During the summer months, it can be tough to stay hydrated – especially during a long drive.

However, it is vital to carry liquids and make sure you’re hydrated while behind the wheel.

New research conducted by Leasing Options has revealed that more than two in three (67%) UK drivers fail to recognise the major symptoms of dehydration.

Symptoms include slower reaction times, loss of focus and muscle cramps – potentially putting drivers and others at risk.

Driver error accounts for more than two thirds (68 per cent) of vehicle crashes in the UK. 

With the potential loss in concentration and focus caused by dehydration, drivers could run into harm behind the wheel. 

Health authorities recommend drinking around two litres of water a day, but Leasing Options found that 37 per cent of those surveyed only drink one litre of water a day, with 18 per cent drinking less than one litre a day.

Over 84 per cent of drivers believe that drink driving is more dangerous that dehydrated driving. 

However, a new study by Loughborough University revealed that mild dehydration is equivalent to being over the drink driving limit with regards to its impact on the drive. 

Iain Temperton, Director of Communications at Road Safety GB, said: “Before you start a journey you should make sure your vehicle is prepared, but just as importantly you should ensure that you are ready and fit to drive. 
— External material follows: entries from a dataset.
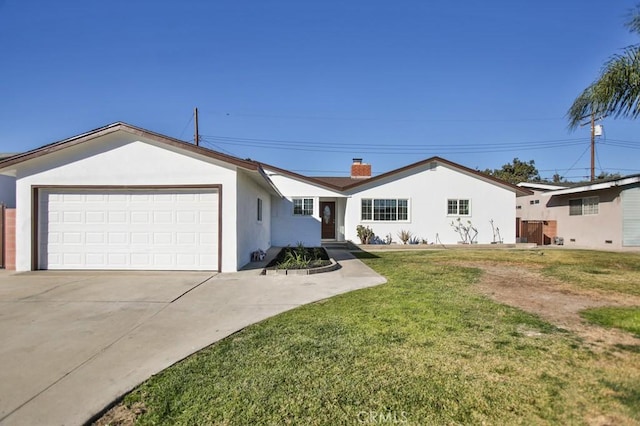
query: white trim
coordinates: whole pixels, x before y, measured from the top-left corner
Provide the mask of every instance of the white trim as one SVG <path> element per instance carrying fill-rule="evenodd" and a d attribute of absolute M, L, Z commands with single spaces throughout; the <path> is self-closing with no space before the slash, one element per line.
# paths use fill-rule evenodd
<path fill-rule="evenodd" d="M 456 213 L 449 213 L 449 201 L 456 201 Z M 469 203 L 469 213 L 461 214 L 460 213 L 460 201 L 467 201 Z M 471 198 L 447 198 L 447 217 L 471 217 Z"/>
<path fill-rule="evenodd" d="M 562 189 L 560 191 L 553 191 L 551 195 L 564 195 L 564 194 L 577 194 L 579 192 L 597 191 L 600 189 L 614 188 L 616 186 L 632 185 L 640 182 L 640 176 L 632 176 L 628 178 L 622 178 L 613 180 L 610 182 L 594 183 L 591 185 L 578 186 L 575 188 Z"/>
<path fill-rule="evenodd" d="M 296 204 L 295 204 L 295 202 L 297 200 L 302 201 L 302 213 L 296 213 Z M 305 214 L 305 211 L 308 211 L 308 209 L 305 210 L 305 204 L 306 204 L 305 201 L 307 201 L 307 200 L 311 200 L 311 213 L 309 213 L 309 214 Z M 315 215 L 315 204 L 316 203 L 315 203 L 315 198 L 313 198 L 313 197 L 293 197 L 291 199 L 291 204 L 293 205 L 293 211 L 291 212 L 291 215 L 294 216 L 294 217 L 309 217 L 309 216 L 314 216 Z"/>
<path fill-rule="evenodd" d="M 371 219 L 362 219 L 362 202 L 364 200 L 371 200 Z M 407 218 L 396 220 L 376 220 L 374 217 L 374 202 L 375 200 L 395 200 L 396 201 L 396 217 L 398 217 L 398 201 L 407 202 Z M 361 223 L 411 223 L 411 198 L 383 198 L 383 197 L 365 197 L 360 199 L 360 222 Z"/>
<path fill-rule="evenodd" d="M 520 188 L 545 189 L 547 191 L 555 191 L 556 189 L 567 189 L 566 186 L 549 185 L 545 183 L 520 182 L 517 186 Z"/>

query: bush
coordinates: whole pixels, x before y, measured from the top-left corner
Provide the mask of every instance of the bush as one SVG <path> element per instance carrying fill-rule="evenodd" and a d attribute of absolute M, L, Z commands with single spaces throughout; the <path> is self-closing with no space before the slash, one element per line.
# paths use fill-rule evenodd
<path fill-rule="evenodd" d="M 368 226 L 358 225 L 356 232 L 358 234 L 358 238 L 360 238 L 361 244 L 370 244 L 376 236 L 376 234 L 373 233 L 373 229 Z"/>
<path fill-rule="evenodd" d="M 398 238 L 400 238 L 402 244 L 407 244 L 411 237 L 413 237 L 411 231 L 405 231 L 404 229 L 401 229 L 400 232 L 398 232 Z"/>

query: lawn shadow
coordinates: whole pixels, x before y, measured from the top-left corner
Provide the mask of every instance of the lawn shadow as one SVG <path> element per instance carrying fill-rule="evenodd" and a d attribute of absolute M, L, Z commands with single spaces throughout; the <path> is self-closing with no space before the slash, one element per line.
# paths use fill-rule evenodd
<path fill-rule="evenodd" d="M 618 343 L 617 345 L 615 345 L 615 347 L 623 351 L 629 351 L 636 354 L 640 354 L 640 345 L 623 345 L 621 343 Z"/>
<path fill-rule="evenodd" d="M 352 251 L 351 254 L 358 259 L 380 259 L 380 256 L 368 251 Z"/>

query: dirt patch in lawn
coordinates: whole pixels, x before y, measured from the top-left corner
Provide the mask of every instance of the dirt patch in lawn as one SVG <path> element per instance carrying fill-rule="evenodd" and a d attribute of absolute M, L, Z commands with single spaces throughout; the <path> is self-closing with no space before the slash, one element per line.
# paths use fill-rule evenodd
<path fill-rule="evenodd" d="M 146 410 L 142 403 L 127 407 L 122 402 L 107 411 L 104 416 L 93 423 L 93 426 L 131 426 L 136 418 Z"/>
<path fill-rule="evenodd" d="M 587 323 L 579 312 L 600 306 L 640 306 L 640 297 L 576 289 L 545 277 L 531 267 L 473 263 L 484 271 L 476 288 L 492 299 L 539 315 L 555 326 L 575 332 L 594 349 L 640 348 L 632 334 Z"/>

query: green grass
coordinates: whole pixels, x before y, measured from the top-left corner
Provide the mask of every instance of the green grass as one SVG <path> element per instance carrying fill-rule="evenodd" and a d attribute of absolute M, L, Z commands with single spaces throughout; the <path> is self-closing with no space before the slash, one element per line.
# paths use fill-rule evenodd
<path fill-rule="evenodd" d="M 594 324 L 626 330 L 640 338 L 640 307 L 592 308 L 580 315 Z"/>
<path fill-rule="evenodd" d="M 387 284 L 250 326 L 124 402 L 146 407 L 139 424 L 640 422 L 640 353 L 593 353 L 576 336 L 477 295 L 480 271 L 450 264 L 577 268 L 583 256 L 557 253 L 365 254 Z M 592 257 L 582 261 L 594 266 Z"/>
<path fill-rule="evenodd" d="M 593 250 L 434 250 L 423 252 L 441 262 L 496 262 L 540 269 L 578 290 L 640 296 L 640 253 Z"/>

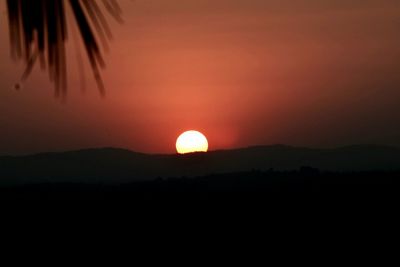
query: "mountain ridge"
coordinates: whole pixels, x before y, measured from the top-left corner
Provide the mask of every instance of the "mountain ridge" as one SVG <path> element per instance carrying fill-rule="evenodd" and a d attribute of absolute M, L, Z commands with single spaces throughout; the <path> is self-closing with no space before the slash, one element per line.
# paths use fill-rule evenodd
<path fill-rule="evenodd" d="M 399 146 L 394 145 L 376 145 L 376 144 L 354 144 L 354 145 L 344 145 L 337 147 L 306 147 L 306 146 L 293 146 L 293 145 L 285 145 L 285 144 L 273 144 L 273 145 L 251 145 L 245 147 L 231 148 L 231 149 L 217 149 L 210 150 L 206 153 L 218 153 L 218 152 L 227 152 L 227 151 L 243 151 L 243 150 L 257 150 L 257 149 L 271 149 L 271 148 L 283 148 L 283 149 L 304 149 L 304 150 L 314 150 L 314 151 L 327 151 L 327 150 L 342 150 L 342 149 L 391 149 L 391 150 L 400 150 Z M 179 155 L 177 153 L 146 153 L 140 152 L 136 150 L 131 150 L 127 148 L 121 147 L 92 147 L 92 148 L 81 148 L 81 149 L 72 149 L 65 151 L 53 151 L 53 152 L 37 152 L 37 153 L 28 153 L 23 155 L 0 155 L 1 158 L 23 158 L 23 157 L 32 157 L 32 156 L 47 156 L 47 155 L 59 155 L 59 154 L 70 154 L 70 153 L 87 153 L 87 152 L 96 152 L 96 151 L 107 151 L 107 152 L 127 152 L 133 153 L 137 155 L 143 156 L 176 156 Z M 194 155 L 194 154 L 204 154 L 205 152 L 194 152 L 188 153 L 186 155 Z"/>
<path fill-rule="evenodd" d="M 250 170 L 400 170 L 400 148 L 354 145 L 333 149 L 251 146 L 193 154 L 145 154 L 120 148 L 0 157 L 1 184 L 127 183 Z"/>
“Driving on our ever more congested network is a task that requires full concentration. 

“Making sure you are fully hydrated is a vital part of that process; the safety of vulnerable road users around you depends upon it.”

Mike Thompson, Brand Manager at Leasing Options, said: “At Leasing Options we pride ourselves on our safety measures and we think British drivers need to be more aware of the risks and symptoms of dehydrated driving during the hot summer weather in order to make our roads a safer place.